The 2007 Nobel Prize in physiology or medicine was announced Monday, October 8, 2007. This year's prize will go to Mario R. Capecchi and Oliver Smithies of the U.S. and Sir Martin J. Evans of the U.K. They were honored for their work in developing gene targeting, a process that allows for the deactivation or "knockout" of single genes in laboratory mice.

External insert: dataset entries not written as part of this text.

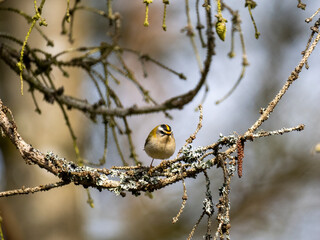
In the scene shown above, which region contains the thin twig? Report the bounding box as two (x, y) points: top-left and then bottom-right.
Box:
(0, 181), (70, 197)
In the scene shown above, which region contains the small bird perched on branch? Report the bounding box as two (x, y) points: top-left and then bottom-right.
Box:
(144, 124), (176, 168)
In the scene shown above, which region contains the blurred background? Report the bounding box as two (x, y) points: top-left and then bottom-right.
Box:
(0, 0), (320, 240)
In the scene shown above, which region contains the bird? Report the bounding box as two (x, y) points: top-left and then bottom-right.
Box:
(144, 124), (176, 168)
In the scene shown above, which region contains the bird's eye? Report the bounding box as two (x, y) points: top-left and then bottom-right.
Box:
(160, 130), (167, 136)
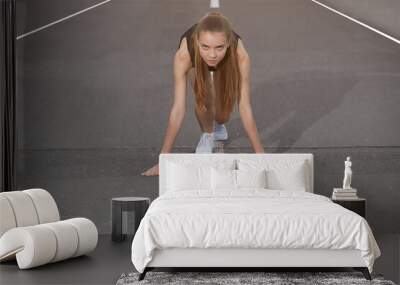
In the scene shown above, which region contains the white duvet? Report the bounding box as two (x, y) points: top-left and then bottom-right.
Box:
(132, 189), (380, 272)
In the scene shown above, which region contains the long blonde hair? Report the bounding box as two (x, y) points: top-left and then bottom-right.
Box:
(191, 12), (241, 117)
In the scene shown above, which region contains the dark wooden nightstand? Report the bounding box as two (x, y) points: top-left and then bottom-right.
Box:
(331, 198), (367, 218)
(111, 197), (150, 241)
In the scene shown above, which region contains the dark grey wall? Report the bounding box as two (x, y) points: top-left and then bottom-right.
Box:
(17, 0), (400, 233)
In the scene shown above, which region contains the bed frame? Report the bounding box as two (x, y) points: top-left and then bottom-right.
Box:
(139, 153), (371, 280)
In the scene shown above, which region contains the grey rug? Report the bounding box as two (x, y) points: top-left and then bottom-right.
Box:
(117, 271), (395, 285)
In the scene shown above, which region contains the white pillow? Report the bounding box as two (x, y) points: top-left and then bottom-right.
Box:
(211, 168), (267, 190)
(238, 159), (310, 192)
(236, 169), (267, 188)
(211, 167), (236, 190)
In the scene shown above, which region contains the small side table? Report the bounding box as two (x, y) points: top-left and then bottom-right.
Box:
(111, 197), (150, 241)
(332, 198), (367, 218)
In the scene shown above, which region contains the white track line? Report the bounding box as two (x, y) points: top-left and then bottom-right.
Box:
(17, 0), (111, 40)
(311, 0), (400, 44)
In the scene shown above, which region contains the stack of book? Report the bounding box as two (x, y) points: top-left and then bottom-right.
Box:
(332, 188), (358, 200)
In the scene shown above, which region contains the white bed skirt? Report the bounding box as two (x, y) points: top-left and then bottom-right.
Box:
(147, 248), (366, 267)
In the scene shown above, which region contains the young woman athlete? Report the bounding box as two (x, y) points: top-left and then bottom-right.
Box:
(142, 12), (264, 176)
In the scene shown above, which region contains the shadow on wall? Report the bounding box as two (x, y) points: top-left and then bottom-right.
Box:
(226, 71), (357, 148)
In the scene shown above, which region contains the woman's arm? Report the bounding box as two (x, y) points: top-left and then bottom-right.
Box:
(237, 39), (264, 153)
(161, 51), (190, 153)
(142, 44), (191, 176)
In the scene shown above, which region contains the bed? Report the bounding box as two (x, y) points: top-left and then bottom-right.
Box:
(131, 153), (380, 280)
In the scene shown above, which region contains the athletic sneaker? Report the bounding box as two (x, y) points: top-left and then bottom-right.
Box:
(214, 122), (228, 141)
(196, 133), (215, 153)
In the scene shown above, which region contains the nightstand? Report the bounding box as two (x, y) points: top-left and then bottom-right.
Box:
(111, 197), (150, 241)
(332, 198), (367, 218)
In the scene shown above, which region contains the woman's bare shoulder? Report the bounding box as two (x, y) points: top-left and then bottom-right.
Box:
(236, 39), (249, 60)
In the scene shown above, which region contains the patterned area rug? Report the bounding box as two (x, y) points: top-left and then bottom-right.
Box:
(117, 271), (396, 285)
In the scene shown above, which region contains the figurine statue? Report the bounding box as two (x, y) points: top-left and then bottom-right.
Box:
(343, 156), (353, 189)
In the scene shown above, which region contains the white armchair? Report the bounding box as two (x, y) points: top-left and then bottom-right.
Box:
(0, 189), (98, 269)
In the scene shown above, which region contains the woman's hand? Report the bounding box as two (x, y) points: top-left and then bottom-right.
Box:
(142, 163), (159, 176)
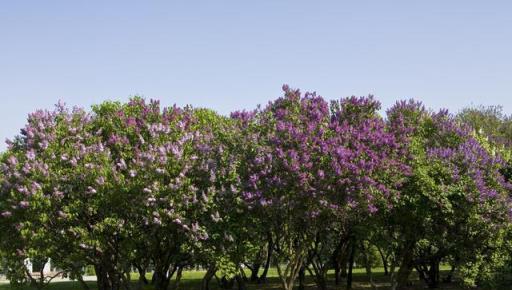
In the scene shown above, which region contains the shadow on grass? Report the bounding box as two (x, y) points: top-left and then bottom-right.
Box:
(0, 272), (502, 290)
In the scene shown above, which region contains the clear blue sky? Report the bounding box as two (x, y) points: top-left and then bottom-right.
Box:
(0, 0), (512, 150)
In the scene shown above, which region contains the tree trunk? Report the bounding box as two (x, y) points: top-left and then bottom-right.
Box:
(361, 242), (377, 290)
(258, 233), (274, 283)
(347, 239), (356, 290)
(299, 266), (306, 290)
(249, 263), (261, 282)
(235, 275), (247, 290)
(201, 266), (216, 290)
(391, 244), (414, 290)
(377, 247), (389, 276)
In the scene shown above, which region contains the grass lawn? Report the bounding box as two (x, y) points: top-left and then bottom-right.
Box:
(0, 268), (496, 290)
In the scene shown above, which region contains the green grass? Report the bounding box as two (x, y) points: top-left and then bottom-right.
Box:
(0, 268), (488, 290)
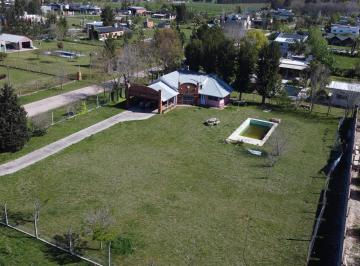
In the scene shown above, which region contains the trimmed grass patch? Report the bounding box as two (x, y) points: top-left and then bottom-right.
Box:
(0, 106), (338, 265)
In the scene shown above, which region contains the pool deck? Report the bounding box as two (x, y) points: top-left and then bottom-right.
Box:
(226, 118), (278, 146)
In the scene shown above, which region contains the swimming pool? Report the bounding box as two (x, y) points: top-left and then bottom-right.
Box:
(226, 118), (278, 146)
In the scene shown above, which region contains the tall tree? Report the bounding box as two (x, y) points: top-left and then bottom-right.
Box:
(56, 17), (68, 40)
(175, 4), (187, 23)
(310, 61), (330, 113)
(0, 84), (29, 152)
(308, 27), (334, 69)
(256, 42), (281, 104)
(185, 25), (235, 81)
(154, 29), (183, 70)
(234, 38), (258, 100)
(100, 6), (115, 26)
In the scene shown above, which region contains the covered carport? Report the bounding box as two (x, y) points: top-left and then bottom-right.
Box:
(125, 84), (178, 114)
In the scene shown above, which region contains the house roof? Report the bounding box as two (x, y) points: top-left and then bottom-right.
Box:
(95, 26), (125, 33)
(0, 33), (31, 43)
(327, 80), (360, 92)
(275, 33), (308, 43)
(279, 58), (309, 70)
(150, 70), (233, 98)
(149, 81), (179, 102)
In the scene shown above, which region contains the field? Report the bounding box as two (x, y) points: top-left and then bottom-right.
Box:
(334, 55), (360, 69)
(0, 41), (101, 94)
(0, 102), (338, 265)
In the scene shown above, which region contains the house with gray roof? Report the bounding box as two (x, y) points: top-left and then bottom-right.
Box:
(126, 70), (233, 113)
(274, 33), (308, 57)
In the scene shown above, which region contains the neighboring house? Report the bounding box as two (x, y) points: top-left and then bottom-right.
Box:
(224, 14), (251, 29)
(89, 26), (126, 41)
(271, 8), (295, 22)
(126, 70), (233, 113)
(157, 21), (171, 29)
(330, 24), (360, 36)
(326, 33), (356, 46)
(128, 6), (146, 16)
(144, 18), (154, 29)
(20, 12), (46, 23)
(84, 21), (103, 33)
(279, 58), (309, 80)
(327, 81), (360, 108)
(151, 13), (176, 20)
(274, 33), (308, 57)
(0, 33), (34, 53)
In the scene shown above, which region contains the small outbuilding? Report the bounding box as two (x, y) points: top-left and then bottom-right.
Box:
(0, 33), (34, 53)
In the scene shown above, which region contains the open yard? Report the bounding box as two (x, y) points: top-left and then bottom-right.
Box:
(0, 102), (338, 265)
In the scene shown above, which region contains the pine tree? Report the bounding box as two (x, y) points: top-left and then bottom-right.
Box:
(100, 6), (115, 26)
(256, 42), (280, 104)
(234, 38), (258, 101)
(0, 84), (29, 152)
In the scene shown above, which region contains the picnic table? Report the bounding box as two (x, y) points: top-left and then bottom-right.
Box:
(204, 117), (220, 126)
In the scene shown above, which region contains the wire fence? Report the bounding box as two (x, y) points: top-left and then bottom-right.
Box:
(307, 110), (357, 265)
(29, 91), (113, 135)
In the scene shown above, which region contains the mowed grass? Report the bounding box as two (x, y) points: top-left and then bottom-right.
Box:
(0, 226), (86, 266)
(0, 106), (338, 265)
(0, 66), (54, 94)
(2, 41), (101, 77)
(333, 55), (360, 69)
(0, 101), (123, 164)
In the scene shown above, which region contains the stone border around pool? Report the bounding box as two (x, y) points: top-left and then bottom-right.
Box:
(226, 118), (278, 146)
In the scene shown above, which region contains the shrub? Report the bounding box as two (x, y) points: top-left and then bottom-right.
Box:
(112, 236), (134, 255)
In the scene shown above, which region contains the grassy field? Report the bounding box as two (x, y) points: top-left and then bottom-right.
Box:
(0, 97), (123, 164)
(0, 101), (338, 265)
(0, 226), (86, 266)
(333, 55), (360, 69)
(0, 66), (56, 94)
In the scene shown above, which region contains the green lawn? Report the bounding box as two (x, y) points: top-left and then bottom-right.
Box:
(0, 66), (56, 94)
(0, 226), (86, 266)
(19, 80), (94, 105)
(2, 41), (101, 77)
(0, 101), (338, 265)
(333, 55), (360, 69)
(0, 101), (123, 164)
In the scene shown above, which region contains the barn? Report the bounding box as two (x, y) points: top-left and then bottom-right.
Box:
(0, 33), (34, 53)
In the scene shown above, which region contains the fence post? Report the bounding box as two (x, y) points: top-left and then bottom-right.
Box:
(4, 202), (9, 225)
(68, 227), (74, 254)
(108, 241), (111, 266)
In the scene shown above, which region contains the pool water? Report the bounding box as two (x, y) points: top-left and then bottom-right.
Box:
(240, 121), (271, 140)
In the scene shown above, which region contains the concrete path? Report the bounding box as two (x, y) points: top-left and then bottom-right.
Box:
(23, 85), (106, 117)
(0, 111), (155, 176)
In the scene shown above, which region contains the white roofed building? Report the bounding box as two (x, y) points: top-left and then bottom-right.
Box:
(327, 81), (360, 108)
(0, 33), (34, 53)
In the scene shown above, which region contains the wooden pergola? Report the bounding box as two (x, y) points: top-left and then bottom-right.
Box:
(125, 84), (163, 114)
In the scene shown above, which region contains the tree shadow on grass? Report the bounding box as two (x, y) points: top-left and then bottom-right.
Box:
(8, 212), (34, 226)
(42, 245), (81, 265)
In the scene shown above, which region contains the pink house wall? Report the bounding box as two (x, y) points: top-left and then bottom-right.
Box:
(205, 95), (230, 108)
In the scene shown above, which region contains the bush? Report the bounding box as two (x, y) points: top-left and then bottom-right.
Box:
(112, 236), (134, 255)
(0, 84), (30, 152)
(31, 114), (50, 137)
(0, 52), (7, 61)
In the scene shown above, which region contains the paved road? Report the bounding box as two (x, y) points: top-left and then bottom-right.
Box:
(24, 67), (159, 117)
(0, 111), (155, 176)
(24, 85), (104, 117)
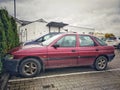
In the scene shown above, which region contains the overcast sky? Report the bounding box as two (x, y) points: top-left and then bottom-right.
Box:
(0, 0), (120, 35)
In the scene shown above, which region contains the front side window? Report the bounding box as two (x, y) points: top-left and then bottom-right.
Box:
(95, 37), (107, 46)
(79, 35), (95, 47)
(56, 35), (76, 47)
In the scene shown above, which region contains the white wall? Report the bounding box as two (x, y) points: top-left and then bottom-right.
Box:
(64, 25), (95, 34)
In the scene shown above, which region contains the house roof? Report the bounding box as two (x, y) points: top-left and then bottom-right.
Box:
(15, 18), (47, 26)
(47, 22), (68, 28)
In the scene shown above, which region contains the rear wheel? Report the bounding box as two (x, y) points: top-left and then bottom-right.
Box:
(19, 58), (41, 77)
(94, 56), (108, 71)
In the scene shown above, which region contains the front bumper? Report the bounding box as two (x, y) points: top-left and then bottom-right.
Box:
(3, 59), (20, 74)
(107, 54), (115, 62)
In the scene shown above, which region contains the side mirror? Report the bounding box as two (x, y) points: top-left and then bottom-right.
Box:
(52, 44), (60, 48)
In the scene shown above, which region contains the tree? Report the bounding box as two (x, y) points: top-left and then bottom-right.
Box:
(0, 9), (19, 71)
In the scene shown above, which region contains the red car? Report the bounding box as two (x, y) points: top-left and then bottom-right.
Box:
(4, 33), (115, 77)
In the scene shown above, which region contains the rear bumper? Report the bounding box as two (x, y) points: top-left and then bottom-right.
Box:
(3, 59), (20, 74)
(107, 54), (115, 62)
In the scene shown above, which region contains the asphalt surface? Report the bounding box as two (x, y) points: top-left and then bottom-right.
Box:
(11, 50), (120, 79)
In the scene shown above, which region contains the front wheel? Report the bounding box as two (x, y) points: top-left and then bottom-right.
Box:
(94, 56), (108, 71)
(19, 58), (41, 77)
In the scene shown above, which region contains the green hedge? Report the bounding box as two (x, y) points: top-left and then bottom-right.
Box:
(0, 9), (19, 71)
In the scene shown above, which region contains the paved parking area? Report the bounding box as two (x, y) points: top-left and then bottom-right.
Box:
(8, 69), (120, 90)
(7, 51), (120, 90)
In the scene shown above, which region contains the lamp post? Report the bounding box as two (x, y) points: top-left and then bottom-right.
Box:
(14, 0), (16, 19)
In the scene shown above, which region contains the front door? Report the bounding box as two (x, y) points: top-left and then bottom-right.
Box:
(77, 35), (99, 65)
(48, 35), (78, 68)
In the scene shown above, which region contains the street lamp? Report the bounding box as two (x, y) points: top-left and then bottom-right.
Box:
(14, 0), (16, 19)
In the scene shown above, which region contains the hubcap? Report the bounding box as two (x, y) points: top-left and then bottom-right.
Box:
(98, 57), (106, 69)
(23, 62), (37, 75)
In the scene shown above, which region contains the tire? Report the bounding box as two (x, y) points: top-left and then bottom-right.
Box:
(19, 58), (41, 77)
(94, 56), (108, 71)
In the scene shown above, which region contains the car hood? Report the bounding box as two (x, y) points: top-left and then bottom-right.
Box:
(9, 44), (46, 54)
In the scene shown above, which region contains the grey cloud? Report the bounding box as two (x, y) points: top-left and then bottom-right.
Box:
(0, 0), (120, 35)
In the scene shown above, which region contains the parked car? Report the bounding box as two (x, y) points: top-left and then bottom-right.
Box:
(4, 33), (115, 77)
(23, 32), (60, 46)
(106, 37), (120, 48)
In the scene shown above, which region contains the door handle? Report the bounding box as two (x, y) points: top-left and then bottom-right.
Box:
(72, 50), (76, 52)
(96, 49), (99, 51)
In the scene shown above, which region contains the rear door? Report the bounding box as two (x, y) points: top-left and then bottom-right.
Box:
(48, 35), (78, 68)
(77, 35), (99, 65)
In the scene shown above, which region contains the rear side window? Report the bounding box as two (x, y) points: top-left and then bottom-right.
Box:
(56, 35), (76, 47)
(79, 35), (95, 47)
(95, 37), (107, 46)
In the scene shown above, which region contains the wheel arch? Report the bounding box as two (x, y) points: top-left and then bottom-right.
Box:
(18, 56), (44, 71)
(93, 54), (109, 64)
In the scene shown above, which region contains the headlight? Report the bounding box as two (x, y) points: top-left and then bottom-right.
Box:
(5, 54), (14, 60)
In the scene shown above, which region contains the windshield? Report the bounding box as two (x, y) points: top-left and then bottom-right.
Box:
(42, 34), (61, 46)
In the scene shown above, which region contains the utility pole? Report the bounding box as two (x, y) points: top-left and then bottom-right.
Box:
(14, 0), (16, 19)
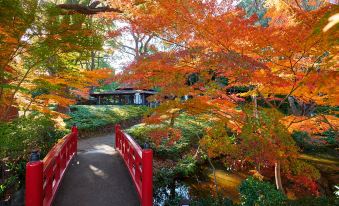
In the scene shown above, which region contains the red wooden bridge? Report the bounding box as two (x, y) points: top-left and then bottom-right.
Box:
(25, 125), (153, 206)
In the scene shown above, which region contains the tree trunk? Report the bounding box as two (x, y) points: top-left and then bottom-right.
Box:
(274, 161), (284, 193)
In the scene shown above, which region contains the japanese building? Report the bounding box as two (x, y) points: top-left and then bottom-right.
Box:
(90, 88), (157, 107)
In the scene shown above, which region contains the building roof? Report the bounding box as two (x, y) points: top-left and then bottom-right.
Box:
(90, 89), (157, 96)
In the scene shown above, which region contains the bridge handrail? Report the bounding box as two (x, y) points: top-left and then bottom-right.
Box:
(115, 124), (153, 206)
(25, 126), (78, 206)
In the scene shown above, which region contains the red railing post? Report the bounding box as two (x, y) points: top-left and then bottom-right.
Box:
(25, 153), (43, 206)
(72, 125), (79, 154)
(141, 149), (153, 206)
(115, 124), (121, 149)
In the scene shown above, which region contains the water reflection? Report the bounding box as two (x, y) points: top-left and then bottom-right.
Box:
(154, 170), (246, 206)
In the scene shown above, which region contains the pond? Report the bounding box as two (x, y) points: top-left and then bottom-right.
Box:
(155, 169), (246, 206)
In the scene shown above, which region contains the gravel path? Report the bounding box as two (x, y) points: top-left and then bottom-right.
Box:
(53, 134), (140, 206)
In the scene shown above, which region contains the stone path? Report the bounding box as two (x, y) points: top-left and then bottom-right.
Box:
(53, 134), (140, 206)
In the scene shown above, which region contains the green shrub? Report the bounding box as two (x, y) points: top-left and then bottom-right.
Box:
(322, 129), (339, 146)
(0, 114), (65, 200)
(292, 131), (314, 151)
(65, 105), (148, 131)
(239, 177), (287, 206)
(0, 114), (64, 160)
(190, 196), (234, 206)
(287, 196), (339, 206)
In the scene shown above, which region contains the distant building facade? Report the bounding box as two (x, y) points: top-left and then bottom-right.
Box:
(90, 88), (157, 107)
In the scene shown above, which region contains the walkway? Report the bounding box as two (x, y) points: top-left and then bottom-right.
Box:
(53, 134), (140, 206)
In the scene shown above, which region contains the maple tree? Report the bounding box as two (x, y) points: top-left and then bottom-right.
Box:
(0, 0), (110, 121)
(104, 0), (338, 196)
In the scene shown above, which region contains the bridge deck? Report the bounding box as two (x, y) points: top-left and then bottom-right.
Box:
(53, 135), (140, 206)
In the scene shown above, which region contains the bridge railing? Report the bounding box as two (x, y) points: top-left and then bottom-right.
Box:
(115, 125), (153, 206)
(25, 126), (78, 206)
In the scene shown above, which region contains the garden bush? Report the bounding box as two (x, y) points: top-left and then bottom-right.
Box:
(287, 196), (339, 206)
(65, 105), (149, 131)
(0, 113), (66, 200)
(239, 177), (287, 206)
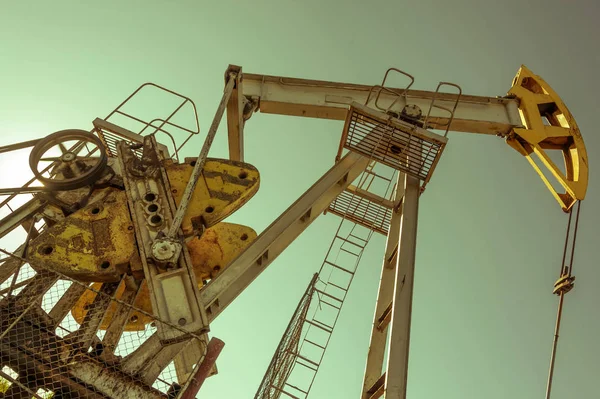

The prize is awarded every year on December 10 in Stockholm, Sweden. Recipients are selected by the Karolinska Institute, a Swedish medical university.

Recent recipients:

Recent winners of the Nobel Prize in physiology or medicine, and their research, according to the Nobel Foundation:

- 2006: Andrew Z. Fire and Craig C. Mello, of the United States, for their work in controlling the flow of genetic information.

- 2005: Barry J. Marshall and Robin Warren, of Australia, for their work in how the bacterium Helicobacter pylori plays a role in gastritis and peptic ulcer disease.

- 2004: Richard Axel and Linda B. Buck, both of the United States, for their work in studying odorant receptors and the organization of the olfactory system in human beings.

- 2003: Paul C. Lauterbur, United States, and Sir Peter Mansfield, Britain, for discoveries in magnetic resonance imaging, a technique that reveals the brain and inner organs in breathtaking detail.

- 2002: Sydney Brenner and John E. Sulston, Britain, and H. Robert Horvitz, United States, for discoveries concerning how genes regulate organ development and a process of programmed cell death.

- 2001: Leland H. Hartwell, United States, R. Timothy (Tim) Hunt and Sir Paul M. Nurse, Britain, for the discovery of key regulators of the process that lets cells divide, which is expected to lead to new cancer treatments.

- 2000: Arvid Carlsson, Sweden, Paul Greengard and Eric R. Kandel, United States, for research on how brain cells transmit signals to each other, thus increasing understanding on how the brain functions and how neurological and psychiatric disorders may be better treated.

- 1999: Guenter Blobel, United States, for protein research that shed new light on diseases, including cystic fibrosis and early development of kidney stones.

- 1998: Robert F. Furchgott, Louis J. Ignarro and Ferid Murad, United States, for the discovery of properties of nitric oxide, a common air pollutant but also a lifesaver because of its capacity to dilate blood vessels.

- 1997: Stanley B. Prusiner, United States, for the discovery of prions, an infectious agent at the heart of several forms of brain-wasting disease.